Wednesday, January 01, 2014
Maryland will reduce time lenders can seek deficiency judgments from upsidedown borrowers
The Maryland legislature will consider a bill reducing the time a foreclosure note holder has to pursue a borrower for a deficiency judgment after evicting the owner during the foreclosure. It would reduce the time from 12 years to just six months, making Maryland one of the stricter states on lenders. A number of states limit this time, and three states (Kansas, South Carolina and Illinois) require deficiency judgments to be brought at the time of foreclosure.
The Washington Post has a story by Kimbriell Kelly and Steven Rich Dec. 31 here.
It wasn’t clear whether this could apply to a foreclosure brought by an association over dues.
But it is true that homeowners can still accrue interest owed after foreclosure, and be shocked to get a call from a debt collector over the matter.
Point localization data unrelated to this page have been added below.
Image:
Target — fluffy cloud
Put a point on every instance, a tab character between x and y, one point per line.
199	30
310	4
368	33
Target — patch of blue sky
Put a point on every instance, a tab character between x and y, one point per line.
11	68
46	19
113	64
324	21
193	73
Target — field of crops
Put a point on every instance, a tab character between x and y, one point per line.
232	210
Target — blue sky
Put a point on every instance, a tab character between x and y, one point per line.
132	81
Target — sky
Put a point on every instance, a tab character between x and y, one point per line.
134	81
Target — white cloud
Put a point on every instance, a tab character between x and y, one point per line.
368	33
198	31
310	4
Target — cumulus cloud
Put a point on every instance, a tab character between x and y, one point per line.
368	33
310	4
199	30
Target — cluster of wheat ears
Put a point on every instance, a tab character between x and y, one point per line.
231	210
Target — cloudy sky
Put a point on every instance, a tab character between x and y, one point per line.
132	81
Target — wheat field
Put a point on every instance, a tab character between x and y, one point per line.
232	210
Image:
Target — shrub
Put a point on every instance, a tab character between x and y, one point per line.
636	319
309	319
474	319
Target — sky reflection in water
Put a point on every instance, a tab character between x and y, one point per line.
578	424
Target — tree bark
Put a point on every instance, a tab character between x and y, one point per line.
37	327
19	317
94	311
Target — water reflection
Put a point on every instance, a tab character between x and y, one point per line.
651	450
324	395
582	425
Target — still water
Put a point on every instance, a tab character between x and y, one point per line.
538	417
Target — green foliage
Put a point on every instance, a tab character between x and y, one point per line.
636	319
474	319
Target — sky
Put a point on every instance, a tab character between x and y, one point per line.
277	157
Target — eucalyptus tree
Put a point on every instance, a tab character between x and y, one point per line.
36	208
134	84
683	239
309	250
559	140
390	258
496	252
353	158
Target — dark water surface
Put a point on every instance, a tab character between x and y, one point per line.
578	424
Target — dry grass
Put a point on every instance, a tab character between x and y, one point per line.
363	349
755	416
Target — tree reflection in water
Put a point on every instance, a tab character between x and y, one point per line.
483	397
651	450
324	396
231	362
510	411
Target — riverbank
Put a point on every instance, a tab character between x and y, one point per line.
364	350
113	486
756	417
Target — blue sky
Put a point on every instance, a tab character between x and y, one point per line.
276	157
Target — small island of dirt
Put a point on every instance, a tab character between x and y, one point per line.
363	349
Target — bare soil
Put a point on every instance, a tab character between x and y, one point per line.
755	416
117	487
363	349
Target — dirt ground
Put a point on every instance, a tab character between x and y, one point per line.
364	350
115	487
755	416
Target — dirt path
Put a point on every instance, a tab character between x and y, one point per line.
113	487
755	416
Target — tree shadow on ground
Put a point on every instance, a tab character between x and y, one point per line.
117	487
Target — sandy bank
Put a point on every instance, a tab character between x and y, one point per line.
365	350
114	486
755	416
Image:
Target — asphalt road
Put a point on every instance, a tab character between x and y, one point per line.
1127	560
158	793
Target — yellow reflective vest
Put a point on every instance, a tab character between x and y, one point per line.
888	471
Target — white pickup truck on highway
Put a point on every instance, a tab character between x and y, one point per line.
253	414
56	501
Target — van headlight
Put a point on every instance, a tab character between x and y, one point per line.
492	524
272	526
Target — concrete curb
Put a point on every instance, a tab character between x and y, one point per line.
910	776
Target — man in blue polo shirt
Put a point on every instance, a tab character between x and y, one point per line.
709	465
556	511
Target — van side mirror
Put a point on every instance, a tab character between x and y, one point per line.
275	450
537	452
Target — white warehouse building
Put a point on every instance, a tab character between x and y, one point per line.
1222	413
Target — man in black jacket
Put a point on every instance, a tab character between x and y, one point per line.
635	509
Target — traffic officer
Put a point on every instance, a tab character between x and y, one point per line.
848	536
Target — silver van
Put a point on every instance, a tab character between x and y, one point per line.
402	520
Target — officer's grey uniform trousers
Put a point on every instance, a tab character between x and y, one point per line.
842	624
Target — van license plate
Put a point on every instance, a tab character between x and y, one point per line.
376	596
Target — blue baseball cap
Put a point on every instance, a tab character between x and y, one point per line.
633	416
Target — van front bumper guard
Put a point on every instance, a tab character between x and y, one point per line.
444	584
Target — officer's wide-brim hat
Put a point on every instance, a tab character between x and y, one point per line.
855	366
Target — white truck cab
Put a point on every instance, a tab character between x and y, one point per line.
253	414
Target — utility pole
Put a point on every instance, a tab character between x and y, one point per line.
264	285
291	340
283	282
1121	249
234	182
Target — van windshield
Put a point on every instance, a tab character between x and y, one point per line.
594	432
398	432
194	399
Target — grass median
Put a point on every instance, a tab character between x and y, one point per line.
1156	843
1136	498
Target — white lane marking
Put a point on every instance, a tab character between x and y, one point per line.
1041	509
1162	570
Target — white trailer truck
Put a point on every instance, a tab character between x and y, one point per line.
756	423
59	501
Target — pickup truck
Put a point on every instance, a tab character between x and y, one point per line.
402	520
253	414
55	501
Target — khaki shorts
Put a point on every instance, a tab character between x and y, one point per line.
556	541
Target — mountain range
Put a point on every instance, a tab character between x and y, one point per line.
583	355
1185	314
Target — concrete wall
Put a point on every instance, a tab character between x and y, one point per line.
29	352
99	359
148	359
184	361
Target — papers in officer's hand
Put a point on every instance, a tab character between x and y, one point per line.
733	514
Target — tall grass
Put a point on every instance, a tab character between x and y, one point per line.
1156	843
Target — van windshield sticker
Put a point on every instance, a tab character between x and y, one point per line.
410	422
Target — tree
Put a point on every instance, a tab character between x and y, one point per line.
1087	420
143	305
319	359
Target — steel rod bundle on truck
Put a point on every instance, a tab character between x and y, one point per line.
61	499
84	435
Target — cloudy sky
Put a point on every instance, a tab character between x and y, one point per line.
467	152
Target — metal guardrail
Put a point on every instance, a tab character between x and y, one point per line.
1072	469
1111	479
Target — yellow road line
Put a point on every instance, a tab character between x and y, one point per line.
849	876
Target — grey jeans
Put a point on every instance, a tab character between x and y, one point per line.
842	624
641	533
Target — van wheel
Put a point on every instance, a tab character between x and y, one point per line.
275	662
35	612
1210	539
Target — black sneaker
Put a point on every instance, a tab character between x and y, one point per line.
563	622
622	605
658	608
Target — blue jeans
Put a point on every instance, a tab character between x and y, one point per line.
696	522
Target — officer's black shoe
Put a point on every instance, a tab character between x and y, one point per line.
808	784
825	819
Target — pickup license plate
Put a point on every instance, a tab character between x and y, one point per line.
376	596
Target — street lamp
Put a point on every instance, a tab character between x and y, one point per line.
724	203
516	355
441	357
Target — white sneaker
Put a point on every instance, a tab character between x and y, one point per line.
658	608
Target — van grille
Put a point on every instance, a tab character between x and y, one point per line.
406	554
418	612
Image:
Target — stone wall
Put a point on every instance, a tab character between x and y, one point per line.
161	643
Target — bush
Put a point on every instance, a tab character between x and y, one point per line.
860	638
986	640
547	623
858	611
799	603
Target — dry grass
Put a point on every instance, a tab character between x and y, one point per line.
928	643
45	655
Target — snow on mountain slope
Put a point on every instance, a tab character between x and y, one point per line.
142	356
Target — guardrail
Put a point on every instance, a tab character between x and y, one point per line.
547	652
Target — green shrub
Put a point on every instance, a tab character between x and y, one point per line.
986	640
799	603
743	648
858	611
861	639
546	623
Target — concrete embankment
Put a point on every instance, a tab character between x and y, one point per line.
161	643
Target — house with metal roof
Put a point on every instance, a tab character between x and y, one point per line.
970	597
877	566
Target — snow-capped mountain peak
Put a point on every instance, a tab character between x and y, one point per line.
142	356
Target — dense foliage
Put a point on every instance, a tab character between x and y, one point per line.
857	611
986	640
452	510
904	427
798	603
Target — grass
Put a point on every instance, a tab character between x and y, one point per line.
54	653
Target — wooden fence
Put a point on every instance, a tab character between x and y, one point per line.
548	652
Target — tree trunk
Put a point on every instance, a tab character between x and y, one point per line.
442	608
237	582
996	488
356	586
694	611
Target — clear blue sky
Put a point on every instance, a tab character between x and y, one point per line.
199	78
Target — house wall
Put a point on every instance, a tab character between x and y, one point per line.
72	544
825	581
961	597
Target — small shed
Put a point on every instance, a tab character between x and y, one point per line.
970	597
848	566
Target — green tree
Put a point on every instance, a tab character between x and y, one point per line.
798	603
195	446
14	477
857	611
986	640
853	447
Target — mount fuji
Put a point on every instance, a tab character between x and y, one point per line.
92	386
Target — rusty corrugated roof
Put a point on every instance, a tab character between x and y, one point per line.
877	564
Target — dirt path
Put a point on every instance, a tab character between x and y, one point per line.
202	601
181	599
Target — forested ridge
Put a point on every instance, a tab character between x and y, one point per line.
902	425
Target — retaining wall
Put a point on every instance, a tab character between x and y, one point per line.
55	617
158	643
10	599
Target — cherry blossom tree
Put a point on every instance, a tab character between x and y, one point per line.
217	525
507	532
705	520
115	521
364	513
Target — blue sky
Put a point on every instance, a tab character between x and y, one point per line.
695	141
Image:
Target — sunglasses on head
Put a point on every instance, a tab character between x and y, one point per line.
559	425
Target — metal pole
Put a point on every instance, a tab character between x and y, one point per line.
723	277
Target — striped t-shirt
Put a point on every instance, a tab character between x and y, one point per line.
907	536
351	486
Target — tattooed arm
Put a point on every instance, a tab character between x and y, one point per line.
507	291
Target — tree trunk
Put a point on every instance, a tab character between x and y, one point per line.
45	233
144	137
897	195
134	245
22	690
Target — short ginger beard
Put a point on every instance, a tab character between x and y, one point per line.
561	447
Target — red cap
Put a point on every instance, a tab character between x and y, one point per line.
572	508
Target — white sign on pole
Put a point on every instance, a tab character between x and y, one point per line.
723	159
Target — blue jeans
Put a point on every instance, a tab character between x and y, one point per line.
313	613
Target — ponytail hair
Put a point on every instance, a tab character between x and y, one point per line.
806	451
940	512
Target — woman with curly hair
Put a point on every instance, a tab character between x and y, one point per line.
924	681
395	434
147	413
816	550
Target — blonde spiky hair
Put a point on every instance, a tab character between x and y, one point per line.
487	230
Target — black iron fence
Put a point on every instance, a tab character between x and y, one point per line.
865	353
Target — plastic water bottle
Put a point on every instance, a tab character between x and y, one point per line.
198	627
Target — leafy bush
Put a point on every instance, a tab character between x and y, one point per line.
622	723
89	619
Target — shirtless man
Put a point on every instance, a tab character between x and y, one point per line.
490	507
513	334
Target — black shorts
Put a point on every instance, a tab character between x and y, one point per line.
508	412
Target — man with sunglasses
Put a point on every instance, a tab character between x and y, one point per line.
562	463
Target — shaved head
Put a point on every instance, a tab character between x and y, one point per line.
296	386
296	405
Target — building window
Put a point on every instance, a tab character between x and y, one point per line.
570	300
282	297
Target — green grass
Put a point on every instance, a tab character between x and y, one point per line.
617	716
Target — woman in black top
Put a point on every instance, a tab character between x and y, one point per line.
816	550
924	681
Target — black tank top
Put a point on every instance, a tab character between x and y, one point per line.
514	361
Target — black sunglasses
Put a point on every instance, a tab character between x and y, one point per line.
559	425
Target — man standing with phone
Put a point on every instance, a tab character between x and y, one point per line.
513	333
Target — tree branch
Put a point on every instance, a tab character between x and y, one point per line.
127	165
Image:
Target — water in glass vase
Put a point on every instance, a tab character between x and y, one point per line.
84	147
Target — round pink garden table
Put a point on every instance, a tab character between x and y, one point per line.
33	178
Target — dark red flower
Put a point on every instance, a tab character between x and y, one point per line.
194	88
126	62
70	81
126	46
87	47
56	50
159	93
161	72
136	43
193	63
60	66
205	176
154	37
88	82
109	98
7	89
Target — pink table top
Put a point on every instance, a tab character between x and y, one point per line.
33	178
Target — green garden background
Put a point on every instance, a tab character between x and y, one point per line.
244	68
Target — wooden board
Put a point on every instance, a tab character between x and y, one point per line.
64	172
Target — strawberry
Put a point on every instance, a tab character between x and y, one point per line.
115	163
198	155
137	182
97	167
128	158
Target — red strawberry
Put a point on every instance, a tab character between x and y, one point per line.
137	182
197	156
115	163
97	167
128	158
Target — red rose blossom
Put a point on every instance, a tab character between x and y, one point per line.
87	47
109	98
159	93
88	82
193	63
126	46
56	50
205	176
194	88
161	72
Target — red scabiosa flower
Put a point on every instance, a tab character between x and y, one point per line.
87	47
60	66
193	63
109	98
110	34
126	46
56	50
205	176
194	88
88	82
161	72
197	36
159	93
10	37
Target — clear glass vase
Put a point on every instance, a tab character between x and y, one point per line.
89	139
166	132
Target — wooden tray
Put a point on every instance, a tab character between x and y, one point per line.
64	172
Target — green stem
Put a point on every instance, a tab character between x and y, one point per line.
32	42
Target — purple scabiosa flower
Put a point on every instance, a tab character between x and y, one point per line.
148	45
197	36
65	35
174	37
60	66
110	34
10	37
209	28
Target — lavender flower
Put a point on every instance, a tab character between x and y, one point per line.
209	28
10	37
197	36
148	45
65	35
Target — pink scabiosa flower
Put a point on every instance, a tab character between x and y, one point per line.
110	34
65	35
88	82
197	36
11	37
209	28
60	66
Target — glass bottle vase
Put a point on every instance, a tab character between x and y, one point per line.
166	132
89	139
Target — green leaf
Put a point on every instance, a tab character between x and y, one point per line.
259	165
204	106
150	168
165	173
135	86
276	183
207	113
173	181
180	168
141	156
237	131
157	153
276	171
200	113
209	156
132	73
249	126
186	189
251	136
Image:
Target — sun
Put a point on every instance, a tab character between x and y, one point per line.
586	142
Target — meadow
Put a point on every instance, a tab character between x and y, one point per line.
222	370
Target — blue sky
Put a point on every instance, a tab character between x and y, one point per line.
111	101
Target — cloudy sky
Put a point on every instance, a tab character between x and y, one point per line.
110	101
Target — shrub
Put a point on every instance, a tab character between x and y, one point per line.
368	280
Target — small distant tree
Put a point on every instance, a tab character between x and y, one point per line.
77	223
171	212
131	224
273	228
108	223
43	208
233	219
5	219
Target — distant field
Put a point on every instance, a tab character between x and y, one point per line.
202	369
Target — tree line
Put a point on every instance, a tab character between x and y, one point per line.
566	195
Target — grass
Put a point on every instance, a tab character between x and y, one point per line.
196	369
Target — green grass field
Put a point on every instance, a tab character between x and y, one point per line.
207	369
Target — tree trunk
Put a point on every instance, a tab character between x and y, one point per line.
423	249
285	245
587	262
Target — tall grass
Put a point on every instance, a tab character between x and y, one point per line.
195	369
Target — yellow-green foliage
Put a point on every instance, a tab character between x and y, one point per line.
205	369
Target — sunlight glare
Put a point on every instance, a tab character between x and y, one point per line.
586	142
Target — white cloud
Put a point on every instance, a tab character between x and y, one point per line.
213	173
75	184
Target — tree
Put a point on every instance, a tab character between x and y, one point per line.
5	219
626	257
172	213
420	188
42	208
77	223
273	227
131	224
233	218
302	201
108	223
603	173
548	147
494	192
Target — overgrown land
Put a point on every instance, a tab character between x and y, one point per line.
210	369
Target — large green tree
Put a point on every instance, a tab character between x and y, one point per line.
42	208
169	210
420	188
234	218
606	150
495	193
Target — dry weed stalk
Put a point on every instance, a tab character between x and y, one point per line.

They would have to be served, however, and know that a deficiency had been sought.
Deficiency judgments became an issue in the 1990s on some parts of the country, like Texas, after the savings and loan crisis. They may have been less common relatively speaking after the 2008 subprime crisis.
James Wiedemer wrote a primer, an orange paperback, “A Homeowner’s Guide to Foreclosure” as far back as 1992. In the 90s, sometimes original holders of assumed notes could get stuck with deficiencies of subsequent owners, under FHA and other lenders started requiring assumption buyers qualify.